Q: In the book Clicking with Your Dog, and on this website, the method to train a good "come" is discussed. In both places, you start out using the "come" command as the cue. Why is this training strategy different than others, where you add the cue after the dog knows the behavior?
Blue Springs, MO
A: Excellent question, Al.
In general, most dogs already have the behavior of coming to you when they want to. Teaching them a word for coming (over very short distances, i.e., around the house) when YOU want them to is OK because you already have the behavior, you are just adding a cue. In the "old days" (the '90s) we thought you needed to completely develop the shaped behavior before adding the cue, but now we know you can continue to shape for duration, distance, and distractions, even though you have named the behavior.

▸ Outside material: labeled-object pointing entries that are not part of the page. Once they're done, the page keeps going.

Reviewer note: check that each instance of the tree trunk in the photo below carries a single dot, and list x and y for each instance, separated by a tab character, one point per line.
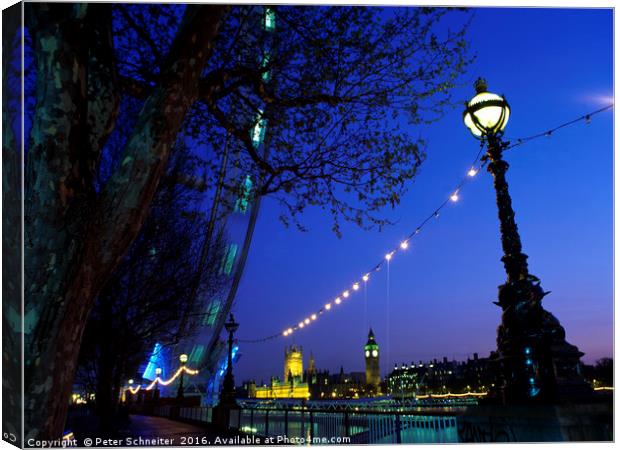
75	237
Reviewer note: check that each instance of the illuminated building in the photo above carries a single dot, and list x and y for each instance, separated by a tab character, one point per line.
293	363
442	377
371	355
293	385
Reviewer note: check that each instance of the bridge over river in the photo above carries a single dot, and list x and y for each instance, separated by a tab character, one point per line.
393	423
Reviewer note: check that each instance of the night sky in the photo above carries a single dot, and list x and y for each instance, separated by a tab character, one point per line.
553	65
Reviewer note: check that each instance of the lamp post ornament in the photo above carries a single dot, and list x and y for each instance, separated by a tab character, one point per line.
228	388
537	364
183	361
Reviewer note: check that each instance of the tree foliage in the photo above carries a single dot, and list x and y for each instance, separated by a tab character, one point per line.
332	85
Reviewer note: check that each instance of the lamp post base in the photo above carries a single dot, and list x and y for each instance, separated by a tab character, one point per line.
537	364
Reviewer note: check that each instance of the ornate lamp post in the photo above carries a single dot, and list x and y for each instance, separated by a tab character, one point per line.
183	361
228	388
537	364
157	374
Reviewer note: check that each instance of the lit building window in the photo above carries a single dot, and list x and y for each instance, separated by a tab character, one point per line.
242	203
270	19
212	311
258	133
229	259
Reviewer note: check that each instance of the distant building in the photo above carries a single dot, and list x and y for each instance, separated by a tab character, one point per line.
371	355
293	363
293	385
442	377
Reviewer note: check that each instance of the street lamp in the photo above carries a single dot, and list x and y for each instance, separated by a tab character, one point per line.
183	361
228	388
157	375
537	363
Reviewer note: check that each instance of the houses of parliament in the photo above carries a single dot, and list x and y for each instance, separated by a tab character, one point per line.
320	384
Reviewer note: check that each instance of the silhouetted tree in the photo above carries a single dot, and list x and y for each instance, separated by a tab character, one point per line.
157	293
334	85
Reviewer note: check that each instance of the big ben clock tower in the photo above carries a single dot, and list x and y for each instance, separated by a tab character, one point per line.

A refinement that is not available in Clicking with Your Dog, Step by Step in Pictures, or on the website discussion of "come," is this: Get a good "come" behavior; add the "come" cue; shape for distance, speed of arrival, and coming with distractions (squirrels in the park being the Graduate School Level); and then replace the "training" come cue with a "performance-level" come cue, such as a whistle or other sound...you'll then have a bomb-proof long-distance recall.

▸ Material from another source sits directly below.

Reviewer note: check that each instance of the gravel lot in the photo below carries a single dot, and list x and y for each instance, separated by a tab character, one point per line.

You might want to shape itty-bitty recalls in class, as you begin to build your "come" cues.In our PetCo curriculum we have three-foot, dog-to-owner on-leash recalls to start with, with the instructor following the dog, holding the leash, and preventing bolting if necessary. But we do use the cue from the start, as well; we just try to make each "come" successful, clicked right on time (instructor does the clicking at first) and well reinforced with high-value treats, not just praise.